# First Dirt Bath



## chickenqueen (Jan 9, 2016)

It was warm and sunny so I took my Sept surprises out for a dirt bath.They had a blast rolling around and kicking the dirt up.They are 3.5 wks and the little black one is 2.5 wks.I got really lucky and got a white one,a brown one,a silver one and the little black one.They'll look good in the flock.


----------



## robin416 (Sep 8, 2013)

Did the others come investigate the new voices out there? 

What have you decided to do, keep them? I see the little Cochin in the group.


----------



## chickenqueen (Jan 9, 2016)

We were fenced off but the adults did stop to look.All have the Cochin feathered legs/feet and the Ameraucana faces.I'm keeping them,I need another rooster and I'm sure at least 2 are cockerels(of course!!!).I lost a few the last year so I guess they'll fill the empty spots.Besides,they are just soooo darn cute,how can I resist?


----------



## robin416 (Sep 8, 2013)

Ahhh, chicken math.
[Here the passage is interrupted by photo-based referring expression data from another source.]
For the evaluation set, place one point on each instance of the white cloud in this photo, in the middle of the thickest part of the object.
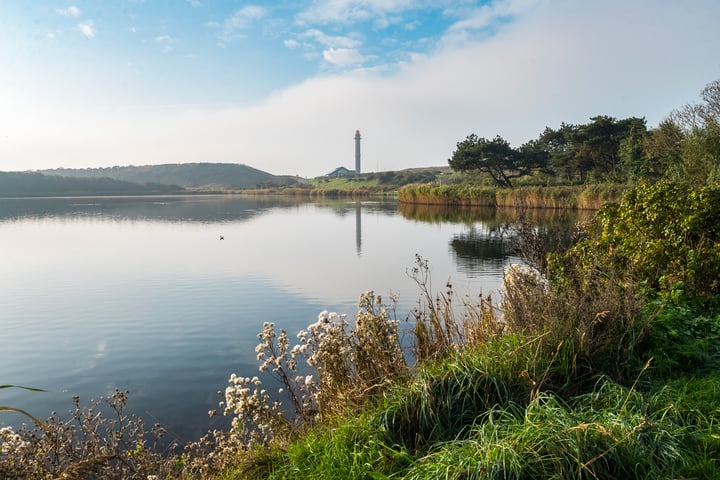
(331, 40)
(291, 43)
(86, 29)
(490, 14)
(349, 11)
(242, 19)
(71, 11)
(343, 57)
(560, 61)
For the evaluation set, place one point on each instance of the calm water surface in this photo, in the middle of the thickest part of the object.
(141, 293)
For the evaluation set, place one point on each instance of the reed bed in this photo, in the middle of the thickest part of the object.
(578, 197)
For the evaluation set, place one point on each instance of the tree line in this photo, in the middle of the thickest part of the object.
(685, 145)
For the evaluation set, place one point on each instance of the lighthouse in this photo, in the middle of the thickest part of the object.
(357, 151)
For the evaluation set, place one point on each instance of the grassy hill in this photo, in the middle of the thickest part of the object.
(23, 184)
(189, 175)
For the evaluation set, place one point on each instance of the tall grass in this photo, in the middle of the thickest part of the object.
(580, 197)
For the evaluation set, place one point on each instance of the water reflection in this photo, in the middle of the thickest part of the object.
(492, 234)
(96, 290)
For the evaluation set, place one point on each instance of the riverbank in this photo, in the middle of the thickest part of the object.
(603, 364)
(582, 197)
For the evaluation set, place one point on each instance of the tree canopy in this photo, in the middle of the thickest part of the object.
(684, 146)
(495, 157)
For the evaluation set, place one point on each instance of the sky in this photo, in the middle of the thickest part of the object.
(283, 85)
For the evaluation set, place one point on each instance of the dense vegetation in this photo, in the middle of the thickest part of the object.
(602, 359)
(605, 151)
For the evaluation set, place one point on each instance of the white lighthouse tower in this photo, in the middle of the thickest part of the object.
(357, 151)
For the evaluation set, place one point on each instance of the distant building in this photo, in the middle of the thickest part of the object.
(357, 151)
(340, 172)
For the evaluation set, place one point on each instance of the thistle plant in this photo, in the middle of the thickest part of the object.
(333, 367)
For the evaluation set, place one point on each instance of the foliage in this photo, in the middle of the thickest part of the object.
(100, 441)
(663, 234)
(496, 158)
(350, 366)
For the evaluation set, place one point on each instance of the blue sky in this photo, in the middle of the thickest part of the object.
(283, 85)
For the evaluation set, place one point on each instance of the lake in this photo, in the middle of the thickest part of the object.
(141, 293)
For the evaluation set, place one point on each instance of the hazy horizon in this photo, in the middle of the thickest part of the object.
(282, 87)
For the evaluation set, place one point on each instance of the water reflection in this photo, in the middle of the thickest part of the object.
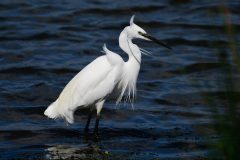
(80, 151)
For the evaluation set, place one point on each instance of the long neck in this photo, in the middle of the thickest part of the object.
(131, 67)
(125, 43)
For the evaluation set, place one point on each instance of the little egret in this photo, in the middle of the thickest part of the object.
(107, 73)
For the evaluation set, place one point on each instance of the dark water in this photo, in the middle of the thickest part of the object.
(43, 44)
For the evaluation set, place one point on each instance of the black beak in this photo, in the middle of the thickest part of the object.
(155, 40)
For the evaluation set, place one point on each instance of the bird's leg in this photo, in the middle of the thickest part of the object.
(99, 106)
(89, 119)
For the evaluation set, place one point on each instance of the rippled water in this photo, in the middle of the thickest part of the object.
(43, 44)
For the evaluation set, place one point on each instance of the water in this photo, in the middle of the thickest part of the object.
(43, 44)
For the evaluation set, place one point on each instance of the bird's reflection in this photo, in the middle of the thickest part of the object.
(89, 147)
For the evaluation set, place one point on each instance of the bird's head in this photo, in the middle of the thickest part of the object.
(134, 31)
Only those with chickens will ever figure it out. 

I've found that mixed breed birds can be some of the prettiest birds.


----------



## chickenqueen (Jan 9, 2016)

Chicken math,uh"?And I was too blind to see it as I wrote it out.But I came up with the correct answer,didn't I?......


----------



## robin416 (Sep 8, 2013)

With flying colors!


----------